Présenté comme une rencontre avec les investisseurs, le Roadshow de Londres répondait à une démarche précise : sonder le marché, recueillir les attentes de la communauté financière et préparer les conditions permettant de transformer des projets camerounais en investissements concrets. Il ne s’agissait pas d’une opération de levée de fonds ni d’une démarche visant à accroître immédiatement l’endettement public.
Comprendre ce qui s’est réellement passé à Londres
Les 9 et 10 septembre 2026, la délégation camerounaise conduite par le Ministre des Finances, Louis Paul MOTAZE, a échangé avec des investisseurs, institutions financières et partenaires du Commonwealth, dans le cadre d’un Market Sounding organisé avec le Commonwealth Enterprise and Investment Council (CWEIC). Cette démarche répond à une logique simple : avant de chercher à financer un projet, il faut d’abord savoir comment le marché peut et souhaite le financer.

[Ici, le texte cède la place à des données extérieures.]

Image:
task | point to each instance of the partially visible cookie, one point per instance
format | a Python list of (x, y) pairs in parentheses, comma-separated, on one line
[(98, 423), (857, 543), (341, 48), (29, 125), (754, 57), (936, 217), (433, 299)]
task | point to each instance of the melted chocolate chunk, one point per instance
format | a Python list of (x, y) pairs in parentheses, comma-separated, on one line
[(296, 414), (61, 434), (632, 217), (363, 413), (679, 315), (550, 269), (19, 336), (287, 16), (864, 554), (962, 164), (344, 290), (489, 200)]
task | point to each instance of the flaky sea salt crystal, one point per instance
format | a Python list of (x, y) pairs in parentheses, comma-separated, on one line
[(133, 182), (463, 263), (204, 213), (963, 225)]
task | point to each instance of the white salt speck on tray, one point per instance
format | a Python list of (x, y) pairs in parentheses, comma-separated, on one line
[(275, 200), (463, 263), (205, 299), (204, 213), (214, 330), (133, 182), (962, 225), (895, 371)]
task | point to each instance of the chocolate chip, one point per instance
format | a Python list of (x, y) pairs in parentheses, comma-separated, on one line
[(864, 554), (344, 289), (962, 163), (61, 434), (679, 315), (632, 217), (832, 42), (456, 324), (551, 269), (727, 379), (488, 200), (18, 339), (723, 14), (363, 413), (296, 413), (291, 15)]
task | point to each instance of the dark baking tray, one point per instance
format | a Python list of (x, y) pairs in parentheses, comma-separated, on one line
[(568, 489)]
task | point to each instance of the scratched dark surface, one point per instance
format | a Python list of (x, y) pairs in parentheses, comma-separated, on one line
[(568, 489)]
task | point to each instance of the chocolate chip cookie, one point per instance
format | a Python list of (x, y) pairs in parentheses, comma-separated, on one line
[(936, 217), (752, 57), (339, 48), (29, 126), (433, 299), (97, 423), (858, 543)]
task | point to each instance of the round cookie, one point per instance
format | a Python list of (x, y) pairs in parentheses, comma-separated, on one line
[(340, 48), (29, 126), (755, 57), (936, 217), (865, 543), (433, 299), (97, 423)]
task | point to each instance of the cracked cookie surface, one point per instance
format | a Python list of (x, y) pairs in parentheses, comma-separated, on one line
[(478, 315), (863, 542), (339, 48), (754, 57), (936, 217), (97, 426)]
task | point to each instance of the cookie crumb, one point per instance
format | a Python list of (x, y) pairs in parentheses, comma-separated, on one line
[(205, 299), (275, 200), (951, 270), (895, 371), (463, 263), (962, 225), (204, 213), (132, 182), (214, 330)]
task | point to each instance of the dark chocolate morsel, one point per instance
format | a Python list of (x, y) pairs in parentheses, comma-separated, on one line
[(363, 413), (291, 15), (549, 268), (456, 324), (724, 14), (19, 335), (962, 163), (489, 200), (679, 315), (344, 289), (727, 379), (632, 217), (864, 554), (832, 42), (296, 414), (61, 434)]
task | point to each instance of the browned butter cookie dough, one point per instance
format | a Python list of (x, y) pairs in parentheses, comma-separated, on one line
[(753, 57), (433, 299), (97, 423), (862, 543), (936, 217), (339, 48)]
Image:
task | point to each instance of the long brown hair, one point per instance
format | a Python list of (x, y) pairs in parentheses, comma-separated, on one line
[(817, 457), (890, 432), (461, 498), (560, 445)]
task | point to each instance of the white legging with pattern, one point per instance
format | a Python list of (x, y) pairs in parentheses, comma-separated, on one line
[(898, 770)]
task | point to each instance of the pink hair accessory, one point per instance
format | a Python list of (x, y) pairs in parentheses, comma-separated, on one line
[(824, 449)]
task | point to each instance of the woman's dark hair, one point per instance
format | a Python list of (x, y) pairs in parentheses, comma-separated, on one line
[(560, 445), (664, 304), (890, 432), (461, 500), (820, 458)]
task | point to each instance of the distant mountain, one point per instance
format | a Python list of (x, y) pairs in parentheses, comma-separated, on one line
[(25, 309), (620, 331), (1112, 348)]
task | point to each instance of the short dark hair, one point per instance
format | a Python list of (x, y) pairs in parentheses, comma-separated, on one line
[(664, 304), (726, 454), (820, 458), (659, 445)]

À Londres, il était donc question d’écouter autant que de présenter. Quels sont les critères des investisseurs ? Quel niveau de risque sont-ils prêts à accepter ? Quelles garanties attendent-ils ? Quels instruments financiers pourraient faciliter leur participation ? Quelles conditions permettraient de rendre un projet suffisamment attractif pour un engagement de long terme ? Ces échanges permettent au Cameroun d’adapter la structuration de ses projets aux réalités du marché.
Investir plutôt qu’emprunter davantage
L’objectif poursuivi est ainsi différent d’une simple recherche de nouveaux emprunts. Le Cameroun veut proposer des projets suffisamment solides pour que les investisseurs puissent passer à l’action, notamment dans les secteurs porteurs de l’économie nationale. Cette approche consiste à rechercher des financements qui correspondent à la nature et à la rentabilité des projets, plutôt qu’à recourir systématiquement à l’endettement public. Autrement dit, il ne s’agit pas de financer davantage la dette, mais de mieux financer le développement. Cette orientation ouvre la voie à une plus grande mobilisation des capitaux privés et à des montages associant plusieurs partenaires autour d’un même projet.
Le capital n’est pas la seule attente
À Londres, le Cameroun n’a pas seulement recherché des ressources financières. L’enjeu est également de bénéficier de l’expertise technique et financière des investisseurs, de mécanismes de garantie, de solutions de partage des risques et de financements mixtes permettant de rendre certains projets plus attractifs. Le principe est de mieux répartir les risques entre les différents acteurs afin de faciliter l’engagement de capitaux privés là où les besoins d’investissement sont importants. Cette démarche permet également de rechercher des partenaires de long terme, capables d’accompagner les projets au-delà de leur seul financement.
Que doit-il se passer maintenant ?
Le Roadshow n’est pas une fin en soi. Sa véritable valeur se mesurera dans les étapes qui suivront. Les informations recueillies auprès de la communauté financière du Commonwealth doivent permettre d’affiner la préparation des projets, d’identifier les mécanismes de financement les plus adaptés et de poursuivre les discussions avec les partenaires intéressés.
L’objectif est de faire évoluer progressivement les échanges vers des projets bancables, des partenariats et, lorsque les conditions sont réunies, des opérations concrètes. Cette démarche traduit une évolution importante dans la manière de mobiliser les ressources nécessaires au développement : attirer l’investissement, partager les risques, mobiliser l’expertise et diversifier les sources de financement, plutôt que de faire du recours à la dette publique l’unique réponse aux besoins du pays.

Un message à retenir
Le déplacement de la délégation camerounaise à Londres ne doit donc pas être interprété comme une volonté d’augmenter l’encours de la dette. Il s’agissait de dialoguer avec le marché pour mieux préparer l’investissement. Le Cameroun entend désormais transformer son potentiel en projets concrets, en recherchant non seulement des capitaux, mais aussi des investisseurs capables d’apporter leur expertise, leur capacité de structuration et leur engagement dans la durée.
À Londres, l’objectif n’était pas de s’endetter davantage. Il était de préparer les conditions pour investir mieux, partager les risques et accélérer la transformation économique du Cameroun.